12. Section Views Visualizing a Section:
Two views of an object to be sectioned are shown (figure a). It has a drilled and counterbored hole. The cutting plane is assumed to pass through the horizontal center line in the top view.
The corresponding section view shown in figure (c) is incomplete because certain visible lines are missing.
If the section view is viewed in the direction of sight shown in figure (b) the arcs A,B,C and D will be visible and appear as straight lines as shown in figure (d).

13. Section Views Half Sections:
If a cutting plane passes halfway through an object the result is a half section (figure a). The half section has the advantage of showing the interior of one half of the object and the exterior of the other half (figure b).
Note the cutting-plane line. Only one arrowhead is used to show the direction of sight.
Hidden lines should be omitted from both halves of a half section view.
A center line is used to separate the halves of the half section view.

14. Section Views Broken-Out Sections:
Often only a partial section of a view is needed to expose interior shapes. Such a section, limited by an irregular break line is called a broken-out section.

15. Section Views Revolved Sections:
The shape of a cross section of an object may be shown in the longitudinal view by means of a revolved section.
Revolved sections are made by assuming a plane perpendicular to the center line or axis of the object and then revolving the plane 90 degrees about a center line at right angles to the axis.

16. Section Views Removed Sections:
A removed section is a section view that is not in direct projection from the view containing the cutting plane.
Removed sections should be labeled Section A-A and Section B-B, corresponding to the letters at the ends of the cutting-plane line.
Removed sections should be arranged in alphabetical order from left to right on the drawing sheet

17. Section Views Offset Sections:
In sectioning through an irregular object it is often desirable to show features that do not lie in a straight line by offsetting or bending the cutting plane. Such a section is called an offset section.
The offsets or bends in the cutting plane are all 90 degrees and are never shown in the section view.

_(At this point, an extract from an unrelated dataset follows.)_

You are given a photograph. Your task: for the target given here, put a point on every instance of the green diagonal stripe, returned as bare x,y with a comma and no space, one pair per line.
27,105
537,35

18. Section Views Ribs in Sections:
To avoid a false impression of thickness and solidity, ribs, webs, gear teeth, and other similar flat features are not section lined even though the cutting plane passes through the feature.
In the example the cutting plane A-A passes through the vertical rib or web but the rib or web is not section lined (figure a).
Figure (b) is incorrect because it gives a false impression of thickness or solidity.

19. Section Views Aligned Sections:
To include in a section view certain angled elements, the cutting plane may be bent to pass through those features.
The plane and features are imagined to be revolved into the original plane.
In the example the cutting plane is bent to pass through the angled arm and then revolved to a vertical position (aligned) from where it is projected across to the section view.